Senior client manager

Often depicted as a world of secrecy, elite gatherings, little black books and quiet words in the ear of important people, public affairs is often misunderstood. 

Effective public affairs work is about maintaining low risks and high reputations, not clandestine meetings or who knows who. It’s about providing leaders with the insights and relationships they need to navigate policy and regulation. Moreover, public affairs isn’t just about avoiding problems — it can also be about seizing opportunities and helping stakeholders understand new technologies or markets. 

It’s easy for organisations to fall into the trap of believing that public affairs require their organisation to have a strong public profile but that misconception could prove costly. Good public affairs work is about a more strategic approach to who you engage with and why, not about column inches and mentions on social media. 

Consider the scenario of a cutting-edge start-up poised to revolutionise the educational sector with its AI-driven tools, suddenly facing the prospect of restrictive data protection regulations. Without a nuanced public affairs strategy to engage with policymakers, influence regulations, and adapt operations, this start-up’s path to success could be severely hampered. 
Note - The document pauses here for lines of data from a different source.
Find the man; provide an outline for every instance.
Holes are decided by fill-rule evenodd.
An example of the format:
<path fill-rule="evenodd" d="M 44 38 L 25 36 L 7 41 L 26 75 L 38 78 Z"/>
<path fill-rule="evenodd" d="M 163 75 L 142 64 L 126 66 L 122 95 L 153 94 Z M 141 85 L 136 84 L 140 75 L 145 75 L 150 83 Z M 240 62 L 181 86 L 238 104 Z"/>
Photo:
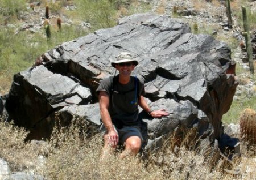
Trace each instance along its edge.
<path fill-rule="evenodd" d="M 139 105 L 153 118 L 167 116 L 164 109 L 152 110 L 143 96 L 144 82 L 131 76 L 138 65 L 129 53 L 121 53 L 112 66 L 119 71 L 119 75 L 102 80 L 96 90 L 99 93 L 100 114 L 106 132 L 104 135 L 104 147 L 102 156 L 110 153 L 118 143 L 124 144 L 125 150 L 120 155 L 123 158 L 136 155 L 141 149 L 143 138 L 138 119 Z"/>

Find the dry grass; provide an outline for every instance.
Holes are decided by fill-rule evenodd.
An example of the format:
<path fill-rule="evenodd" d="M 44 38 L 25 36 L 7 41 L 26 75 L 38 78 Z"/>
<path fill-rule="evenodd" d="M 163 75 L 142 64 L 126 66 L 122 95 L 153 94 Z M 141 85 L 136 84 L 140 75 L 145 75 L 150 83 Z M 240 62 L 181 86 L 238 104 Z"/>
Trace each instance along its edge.
<path fill-rule="evenodd" d="M 203 153 L 196 151 L 194 131 L 184 134 L 185 140 L 180 142 L 179 148 L 171 136 L 162 149 L 147 159 L 138 156 L 121 160 L 117 152 L 100 161 L 101 136 L 89 134 L 88 128 L 84 121 L 76 119 L 68 128 L 56 128 L 48 142 L 24 142 L 27 132 L 1 122 L 0 157 L 7 160 L 13 172 L 32 169 L 47 179 L 251 179 L 255 177 L 255 153 L 250 150 L 253 149 L 243 145 L 241 160 L 230 162 L 223 156 L 212 164 L 212 156 L 207 153 L 209 147 L 204 147 Z M 40 162 L 39 157 L 44 160 Z"/>
<path fill-rule="evenodd" d="M 201 0 L 192 0 L 191 2 L 193 5 L 194 8 L 197 11 L 199 11 L 205 8 L 205 3 L 203 3 Z"/>
<path fill-rule="evenodd" d="M 158 8 L 156 10 L 156 12 L 158 14 L 163 14 L 166 11 L 166 1 L 161 0 L 158 4 Z"/>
Or imagine a renewable energy company eager to capitalise on political support for green energy, only to encounter local resistance over their plans for a new development. Without a public affairs approach that involves engaging with local communities, demonstrating the benefits of renewable energy, and adjusting projects to align with local values, the company’s expansion efforts could be stalled. 

These scenarios highlight a critical truth: no organisation operates in isolation. In a world where policy, public sentiment, and market dynamics are in constant flux, lacking a public affairs strategy is a gamble with high stakes. Organisations that underestimate the need for public affairs support may find themselves unprepared for preventable challenges. Far from being an optional extra, public affairs is crucial for identifying opportunities, influencing debates, and ensuring organisations are not just resilient but are positioned to lead in an ever-evolving political environment.
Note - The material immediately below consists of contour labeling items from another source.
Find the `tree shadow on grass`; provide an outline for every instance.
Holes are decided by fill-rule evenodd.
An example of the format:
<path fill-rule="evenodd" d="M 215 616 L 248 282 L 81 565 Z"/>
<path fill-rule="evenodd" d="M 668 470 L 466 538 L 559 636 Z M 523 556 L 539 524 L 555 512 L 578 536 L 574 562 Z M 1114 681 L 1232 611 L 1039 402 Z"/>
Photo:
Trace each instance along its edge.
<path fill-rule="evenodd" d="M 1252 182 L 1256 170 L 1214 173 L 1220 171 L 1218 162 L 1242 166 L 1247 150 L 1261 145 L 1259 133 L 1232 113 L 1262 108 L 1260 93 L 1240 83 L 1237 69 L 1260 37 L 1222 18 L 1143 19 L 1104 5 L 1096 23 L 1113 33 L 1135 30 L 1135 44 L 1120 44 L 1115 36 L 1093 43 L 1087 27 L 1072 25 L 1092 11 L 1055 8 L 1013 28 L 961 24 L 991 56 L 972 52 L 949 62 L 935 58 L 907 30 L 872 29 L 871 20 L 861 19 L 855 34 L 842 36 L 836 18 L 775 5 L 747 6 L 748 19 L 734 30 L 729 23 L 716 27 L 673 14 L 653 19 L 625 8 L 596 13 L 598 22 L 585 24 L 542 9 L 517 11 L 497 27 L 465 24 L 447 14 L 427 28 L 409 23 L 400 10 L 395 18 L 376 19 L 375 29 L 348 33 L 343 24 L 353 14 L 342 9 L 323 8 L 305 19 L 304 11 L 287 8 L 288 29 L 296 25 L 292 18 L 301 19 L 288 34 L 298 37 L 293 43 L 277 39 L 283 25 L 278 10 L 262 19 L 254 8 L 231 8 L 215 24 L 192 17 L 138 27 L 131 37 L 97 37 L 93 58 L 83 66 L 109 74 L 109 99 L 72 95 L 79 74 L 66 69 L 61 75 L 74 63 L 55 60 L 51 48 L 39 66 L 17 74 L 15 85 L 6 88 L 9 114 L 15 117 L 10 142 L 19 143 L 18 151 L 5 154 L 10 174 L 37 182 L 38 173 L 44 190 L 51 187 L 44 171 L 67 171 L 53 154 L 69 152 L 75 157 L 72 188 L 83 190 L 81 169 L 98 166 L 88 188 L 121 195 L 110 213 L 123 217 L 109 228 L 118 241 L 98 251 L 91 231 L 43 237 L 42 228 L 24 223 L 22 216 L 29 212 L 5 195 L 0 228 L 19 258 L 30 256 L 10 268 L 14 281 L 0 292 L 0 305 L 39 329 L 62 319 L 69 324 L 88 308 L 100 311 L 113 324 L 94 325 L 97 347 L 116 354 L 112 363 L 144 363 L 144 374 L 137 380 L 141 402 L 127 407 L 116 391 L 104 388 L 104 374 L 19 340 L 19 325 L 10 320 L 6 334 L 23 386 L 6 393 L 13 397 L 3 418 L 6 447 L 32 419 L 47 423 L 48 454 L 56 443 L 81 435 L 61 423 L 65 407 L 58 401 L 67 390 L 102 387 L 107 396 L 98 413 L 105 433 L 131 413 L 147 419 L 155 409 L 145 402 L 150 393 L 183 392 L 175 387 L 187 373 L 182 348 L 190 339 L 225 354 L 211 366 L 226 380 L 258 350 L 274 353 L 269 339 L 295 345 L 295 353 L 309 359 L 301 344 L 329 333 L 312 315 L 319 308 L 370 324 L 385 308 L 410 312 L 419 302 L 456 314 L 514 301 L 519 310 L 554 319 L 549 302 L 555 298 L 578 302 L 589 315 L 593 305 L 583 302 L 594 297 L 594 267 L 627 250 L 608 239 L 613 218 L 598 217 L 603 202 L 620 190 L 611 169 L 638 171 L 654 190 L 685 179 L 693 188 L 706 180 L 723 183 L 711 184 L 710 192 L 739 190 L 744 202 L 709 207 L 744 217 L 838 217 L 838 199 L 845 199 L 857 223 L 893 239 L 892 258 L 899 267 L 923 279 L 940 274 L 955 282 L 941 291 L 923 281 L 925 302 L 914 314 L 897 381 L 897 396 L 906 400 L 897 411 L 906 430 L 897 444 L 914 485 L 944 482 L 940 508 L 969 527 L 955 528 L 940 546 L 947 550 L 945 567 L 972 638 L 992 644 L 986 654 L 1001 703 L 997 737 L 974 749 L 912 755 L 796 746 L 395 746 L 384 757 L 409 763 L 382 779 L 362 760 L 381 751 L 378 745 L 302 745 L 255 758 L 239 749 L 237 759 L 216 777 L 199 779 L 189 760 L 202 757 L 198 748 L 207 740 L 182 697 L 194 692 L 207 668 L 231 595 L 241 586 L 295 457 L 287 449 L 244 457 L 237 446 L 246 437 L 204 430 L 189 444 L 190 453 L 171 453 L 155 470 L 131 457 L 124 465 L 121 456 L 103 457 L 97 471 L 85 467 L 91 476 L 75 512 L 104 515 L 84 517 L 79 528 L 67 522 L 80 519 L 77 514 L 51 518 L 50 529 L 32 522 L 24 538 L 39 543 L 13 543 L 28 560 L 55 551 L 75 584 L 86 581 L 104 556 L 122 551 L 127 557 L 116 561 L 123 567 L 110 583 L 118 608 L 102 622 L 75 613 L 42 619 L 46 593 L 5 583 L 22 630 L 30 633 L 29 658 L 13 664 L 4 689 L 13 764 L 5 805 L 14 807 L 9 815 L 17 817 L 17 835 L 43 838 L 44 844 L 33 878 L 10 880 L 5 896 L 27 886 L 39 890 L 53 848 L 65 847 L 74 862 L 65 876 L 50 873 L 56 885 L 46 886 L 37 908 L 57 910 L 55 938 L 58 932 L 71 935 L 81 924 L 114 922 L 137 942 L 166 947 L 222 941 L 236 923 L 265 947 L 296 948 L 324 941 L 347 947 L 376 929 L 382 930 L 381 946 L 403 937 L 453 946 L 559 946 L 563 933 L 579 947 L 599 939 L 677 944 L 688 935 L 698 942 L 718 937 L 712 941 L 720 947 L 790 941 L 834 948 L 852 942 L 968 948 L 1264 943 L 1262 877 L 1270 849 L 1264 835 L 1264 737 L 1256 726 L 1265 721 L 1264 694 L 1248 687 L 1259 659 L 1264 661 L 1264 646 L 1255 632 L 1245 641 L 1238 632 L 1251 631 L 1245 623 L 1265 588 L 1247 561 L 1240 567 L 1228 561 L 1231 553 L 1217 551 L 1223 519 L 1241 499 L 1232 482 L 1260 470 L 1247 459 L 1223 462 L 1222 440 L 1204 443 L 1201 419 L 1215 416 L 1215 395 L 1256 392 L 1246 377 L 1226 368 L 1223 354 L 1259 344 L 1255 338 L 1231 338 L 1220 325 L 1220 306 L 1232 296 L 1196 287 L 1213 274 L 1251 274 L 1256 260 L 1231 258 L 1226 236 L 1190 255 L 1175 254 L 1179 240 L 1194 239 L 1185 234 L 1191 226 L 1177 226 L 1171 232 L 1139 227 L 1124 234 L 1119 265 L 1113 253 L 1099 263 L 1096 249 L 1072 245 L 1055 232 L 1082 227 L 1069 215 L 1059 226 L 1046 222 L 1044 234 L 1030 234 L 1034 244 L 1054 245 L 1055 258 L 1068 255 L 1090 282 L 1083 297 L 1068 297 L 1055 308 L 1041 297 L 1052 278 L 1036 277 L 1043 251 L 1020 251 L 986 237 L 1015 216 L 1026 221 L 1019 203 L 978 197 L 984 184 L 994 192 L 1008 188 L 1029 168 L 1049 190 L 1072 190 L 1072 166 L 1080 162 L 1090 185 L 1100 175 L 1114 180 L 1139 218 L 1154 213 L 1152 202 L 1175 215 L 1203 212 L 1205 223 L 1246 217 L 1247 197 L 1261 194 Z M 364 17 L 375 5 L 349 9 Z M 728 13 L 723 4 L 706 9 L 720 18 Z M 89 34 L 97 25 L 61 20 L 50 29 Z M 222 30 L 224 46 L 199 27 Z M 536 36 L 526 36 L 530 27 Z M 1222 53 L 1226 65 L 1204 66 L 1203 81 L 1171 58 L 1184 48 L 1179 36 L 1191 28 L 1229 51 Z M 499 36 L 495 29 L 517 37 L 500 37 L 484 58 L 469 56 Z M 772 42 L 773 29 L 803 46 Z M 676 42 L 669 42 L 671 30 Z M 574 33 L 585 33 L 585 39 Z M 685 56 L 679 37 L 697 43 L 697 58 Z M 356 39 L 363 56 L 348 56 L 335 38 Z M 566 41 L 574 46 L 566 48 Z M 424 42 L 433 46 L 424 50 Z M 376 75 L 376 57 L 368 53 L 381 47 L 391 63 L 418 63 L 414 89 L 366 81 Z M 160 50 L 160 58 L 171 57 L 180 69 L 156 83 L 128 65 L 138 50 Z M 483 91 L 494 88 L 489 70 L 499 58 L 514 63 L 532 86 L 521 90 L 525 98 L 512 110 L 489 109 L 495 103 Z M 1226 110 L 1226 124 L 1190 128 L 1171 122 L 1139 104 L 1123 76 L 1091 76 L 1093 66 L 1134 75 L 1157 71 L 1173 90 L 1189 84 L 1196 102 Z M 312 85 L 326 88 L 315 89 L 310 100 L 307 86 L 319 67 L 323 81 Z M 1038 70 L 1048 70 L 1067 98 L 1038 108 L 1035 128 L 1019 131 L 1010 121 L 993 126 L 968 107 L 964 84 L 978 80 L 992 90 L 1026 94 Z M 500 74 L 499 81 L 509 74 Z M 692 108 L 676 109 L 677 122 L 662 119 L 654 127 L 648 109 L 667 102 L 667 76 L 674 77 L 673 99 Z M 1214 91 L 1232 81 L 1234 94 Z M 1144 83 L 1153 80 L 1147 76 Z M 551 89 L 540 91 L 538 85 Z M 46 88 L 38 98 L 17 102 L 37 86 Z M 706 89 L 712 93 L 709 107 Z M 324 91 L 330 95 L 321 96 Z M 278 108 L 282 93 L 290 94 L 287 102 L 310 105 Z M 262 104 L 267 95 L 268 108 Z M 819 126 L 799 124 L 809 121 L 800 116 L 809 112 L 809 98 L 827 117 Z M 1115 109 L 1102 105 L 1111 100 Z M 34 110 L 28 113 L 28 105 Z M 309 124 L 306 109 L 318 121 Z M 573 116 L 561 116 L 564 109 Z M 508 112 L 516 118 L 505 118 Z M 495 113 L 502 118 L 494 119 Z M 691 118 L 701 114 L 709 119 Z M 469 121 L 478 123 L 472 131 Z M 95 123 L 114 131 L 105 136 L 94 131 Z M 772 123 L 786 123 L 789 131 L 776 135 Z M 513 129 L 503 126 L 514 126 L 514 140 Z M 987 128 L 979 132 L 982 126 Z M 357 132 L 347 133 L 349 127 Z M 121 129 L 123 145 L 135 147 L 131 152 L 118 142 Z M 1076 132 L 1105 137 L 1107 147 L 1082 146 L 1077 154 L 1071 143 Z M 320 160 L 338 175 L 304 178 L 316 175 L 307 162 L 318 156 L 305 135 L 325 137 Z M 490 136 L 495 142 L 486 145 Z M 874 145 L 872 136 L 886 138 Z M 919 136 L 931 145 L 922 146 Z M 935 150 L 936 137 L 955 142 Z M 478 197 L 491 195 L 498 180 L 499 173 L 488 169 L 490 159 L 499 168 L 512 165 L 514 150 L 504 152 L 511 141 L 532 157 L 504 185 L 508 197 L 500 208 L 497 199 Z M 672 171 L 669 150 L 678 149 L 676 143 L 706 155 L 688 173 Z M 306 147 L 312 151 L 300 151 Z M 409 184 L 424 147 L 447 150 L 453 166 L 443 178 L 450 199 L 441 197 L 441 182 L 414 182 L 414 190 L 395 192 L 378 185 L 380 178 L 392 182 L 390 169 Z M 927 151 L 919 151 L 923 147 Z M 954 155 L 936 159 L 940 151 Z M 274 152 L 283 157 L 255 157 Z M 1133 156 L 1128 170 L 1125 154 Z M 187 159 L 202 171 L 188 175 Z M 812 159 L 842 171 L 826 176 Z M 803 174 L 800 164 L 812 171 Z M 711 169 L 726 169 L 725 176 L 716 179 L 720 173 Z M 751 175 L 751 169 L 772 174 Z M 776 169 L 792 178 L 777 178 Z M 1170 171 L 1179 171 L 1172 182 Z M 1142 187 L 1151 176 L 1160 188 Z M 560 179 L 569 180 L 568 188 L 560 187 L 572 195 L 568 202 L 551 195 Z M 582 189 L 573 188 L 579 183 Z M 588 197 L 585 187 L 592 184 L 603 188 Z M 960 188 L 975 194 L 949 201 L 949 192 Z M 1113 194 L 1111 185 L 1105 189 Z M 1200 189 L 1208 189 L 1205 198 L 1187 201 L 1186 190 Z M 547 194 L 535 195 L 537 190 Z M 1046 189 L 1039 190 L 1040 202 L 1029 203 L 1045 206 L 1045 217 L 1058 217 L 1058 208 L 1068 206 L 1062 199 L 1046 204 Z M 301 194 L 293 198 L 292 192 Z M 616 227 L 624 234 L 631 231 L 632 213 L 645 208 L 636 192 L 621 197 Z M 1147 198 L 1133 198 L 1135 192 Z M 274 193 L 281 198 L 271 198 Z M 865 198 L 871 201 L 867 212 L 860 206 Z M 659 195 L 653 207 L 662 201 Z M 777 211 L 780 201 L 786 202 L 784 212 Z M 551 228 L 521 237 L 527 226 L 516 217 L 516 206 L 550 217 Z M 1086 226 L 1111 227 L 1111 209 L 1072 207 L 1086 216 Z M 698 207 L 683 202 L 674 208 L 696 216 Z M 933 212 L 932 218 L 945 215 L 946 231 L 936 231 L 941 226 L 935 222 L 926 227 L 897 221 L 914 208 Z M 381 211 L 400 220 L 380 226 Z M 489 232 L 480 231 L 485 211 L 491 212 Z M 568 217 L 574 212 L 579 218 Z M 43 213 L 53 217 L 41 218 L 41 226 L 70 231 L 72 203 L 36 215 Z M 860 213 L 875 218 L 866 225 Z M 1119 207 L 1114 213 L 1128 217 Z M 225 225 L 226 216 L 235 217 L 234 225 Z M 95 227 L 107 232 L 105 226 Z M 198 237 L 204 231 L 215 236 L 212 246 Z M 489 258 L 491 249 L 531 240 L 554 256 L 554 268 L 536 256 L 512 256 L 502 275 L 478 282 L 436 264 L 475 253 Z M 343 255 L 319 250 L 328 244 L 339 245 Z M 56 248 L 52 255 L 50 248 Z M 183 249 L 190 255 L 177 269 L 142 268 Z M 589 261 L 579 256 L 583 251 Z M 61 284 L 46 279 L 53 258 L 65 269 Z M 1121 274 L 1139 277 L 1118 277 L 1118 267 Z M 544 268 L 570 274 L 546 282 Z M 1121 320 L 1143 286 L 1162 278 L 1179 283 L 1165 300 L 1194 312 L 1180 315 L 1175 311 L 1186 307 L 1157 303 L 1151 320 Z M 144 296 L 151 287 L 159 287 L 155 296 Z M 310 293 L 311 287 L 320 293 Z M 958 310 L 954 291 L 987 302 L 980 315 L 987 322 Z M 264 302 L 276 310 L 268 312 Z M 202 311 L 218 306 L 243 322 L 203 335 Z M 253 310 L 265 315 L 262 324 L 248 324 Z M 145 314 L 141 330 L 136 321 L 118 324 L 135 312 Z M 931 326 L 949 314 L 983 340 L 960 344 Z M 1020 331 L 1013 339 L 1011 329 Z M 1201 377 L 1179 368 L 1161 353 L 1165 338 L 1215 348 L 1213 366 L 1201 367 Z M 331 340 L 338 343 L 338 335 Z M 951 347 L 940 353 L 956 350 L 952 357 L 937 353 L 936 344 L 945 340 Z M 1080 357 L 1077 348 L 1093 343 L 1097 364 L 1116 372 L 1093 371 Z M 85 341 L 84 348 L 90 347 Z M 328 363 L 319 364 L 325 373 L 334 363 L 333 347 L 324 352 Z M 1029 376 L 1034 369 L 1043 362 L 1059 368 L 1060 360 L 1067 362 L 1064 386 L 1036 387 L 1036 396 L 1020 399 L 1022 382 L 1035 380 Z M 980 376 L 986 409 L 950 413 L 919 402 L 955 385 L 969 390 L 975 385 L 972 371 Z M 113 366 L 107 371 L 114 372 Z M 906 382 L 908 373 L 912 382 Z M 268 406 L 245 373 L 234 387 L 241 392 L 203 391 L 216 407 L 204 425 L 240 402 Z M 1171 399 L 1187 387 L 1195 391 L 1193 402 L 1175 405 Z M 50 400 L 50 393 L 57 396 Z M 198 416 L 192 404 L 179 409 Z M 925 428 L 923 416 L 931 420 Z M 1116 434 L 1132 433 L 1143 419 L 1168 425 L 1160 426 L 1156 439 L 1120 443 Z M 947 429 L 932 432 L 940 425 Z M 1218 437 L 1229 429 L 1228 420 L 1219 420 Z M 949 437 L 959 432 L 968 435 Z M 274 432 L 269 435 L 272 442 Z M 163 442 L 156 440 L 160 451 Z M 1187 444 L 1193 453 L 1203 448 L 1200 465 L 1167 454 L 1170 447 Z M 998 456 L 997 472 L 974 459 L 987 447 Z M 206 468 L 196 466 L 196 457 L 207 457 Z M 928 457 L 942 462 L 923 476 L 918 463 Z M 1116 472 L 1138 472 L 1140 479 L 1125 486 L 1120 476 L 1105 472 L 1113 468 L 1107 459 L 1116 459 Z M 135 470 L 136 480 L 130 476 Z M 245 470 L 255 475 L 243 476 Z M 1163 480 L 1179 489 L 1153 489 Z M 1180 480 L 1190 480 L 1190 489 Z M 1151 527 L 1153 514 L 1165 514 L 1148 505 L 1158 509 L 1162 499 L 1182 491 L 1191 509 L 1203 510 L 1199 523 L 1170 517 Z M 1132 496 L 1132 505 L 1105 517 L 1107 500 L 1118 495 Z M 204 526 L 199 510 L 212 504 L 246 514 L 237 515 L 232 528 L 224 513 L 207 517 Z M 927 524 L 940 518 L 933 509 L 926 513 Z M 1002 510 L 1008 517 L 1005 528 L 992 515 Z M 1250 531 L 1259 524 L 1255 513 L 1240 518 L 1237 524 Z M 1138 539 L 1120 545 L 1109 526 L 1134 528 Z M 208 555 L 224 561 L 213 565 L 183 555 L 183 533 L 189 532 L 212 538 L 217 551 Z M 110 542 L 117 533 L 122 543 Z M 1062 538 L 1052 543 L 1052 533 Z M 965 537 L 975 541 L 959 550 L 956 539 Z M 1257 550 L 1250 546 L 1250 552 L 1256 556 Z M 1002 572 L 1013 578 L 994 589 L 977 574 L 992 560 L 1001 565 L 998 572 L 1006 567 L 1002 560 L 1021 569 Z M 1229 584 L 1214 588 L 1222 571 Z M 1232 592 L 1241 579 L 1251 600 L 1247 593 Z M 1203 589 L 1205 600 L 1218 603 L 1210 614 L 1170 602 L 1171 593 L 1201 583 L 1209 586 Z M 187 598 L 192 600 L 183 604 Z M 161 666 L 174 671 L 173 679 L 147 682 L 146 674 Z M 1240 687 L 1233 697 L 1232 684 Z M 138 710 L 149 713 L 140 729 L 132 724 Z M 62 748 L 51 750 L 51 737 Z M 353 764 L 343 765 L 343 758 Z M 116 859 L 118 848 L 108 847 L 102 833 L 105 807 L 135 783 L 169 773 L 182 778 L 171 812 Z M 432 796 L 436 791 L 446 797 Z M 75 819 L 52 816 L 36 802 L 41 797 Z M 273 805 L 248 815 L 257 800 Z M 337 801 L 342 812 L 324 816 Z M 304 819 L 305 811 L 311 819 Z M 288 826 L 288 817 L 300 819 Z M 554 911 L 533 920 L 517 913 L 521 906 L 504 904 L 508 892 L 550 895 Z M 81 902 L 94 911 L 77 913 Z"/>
The political landscape in the UK and Scotland is becoming more unpredictable. The potential end of single-party dominance at Westminster and Holyrood and the scope for increased collaboration between Labour governments on both sides of the border after 2026 present new challenges and opportunities.  

It is likely that we are about to enter a political era where power is rotated amongst parties on a much more regular basis than the recent past. If you thought public affairs was confusing before, it’s about to get a whole lot more complicated.  

With speculation too of further devolution to English regions and greater powers for Holyrood (Scottish Labour recently floated the prospect of “elected provosts’ based on the English metro mayor model), the importance of more local engagement is growing. This shift requires organisations to identify and connect with key stakeholders at a more local level than ever before to ensure their interests are represented and their voices heard. 

Organisations must adapt their public affairs strategies to stay ahead of these shifts, and understanding the priorities and policies of these evolving political developments will be critical in anticipating changes and positioning your organisation favourably. 

Far from its stereotypical straitjacket, public affairs is a forward-thinking, strategic field that keeps organisations ahead of the curve, ensuring you are prepared for the challenges of today and positioned as a leader for tomorrow.  

By understanding the true nature of public affairs, and adapting to the evolving political landscape, organisations can leverage public affairs as a key strategic asset. It’s not just about crisis management; it’s about shaping the future and ensuring success in an ever-changing world. And its importance is only growing.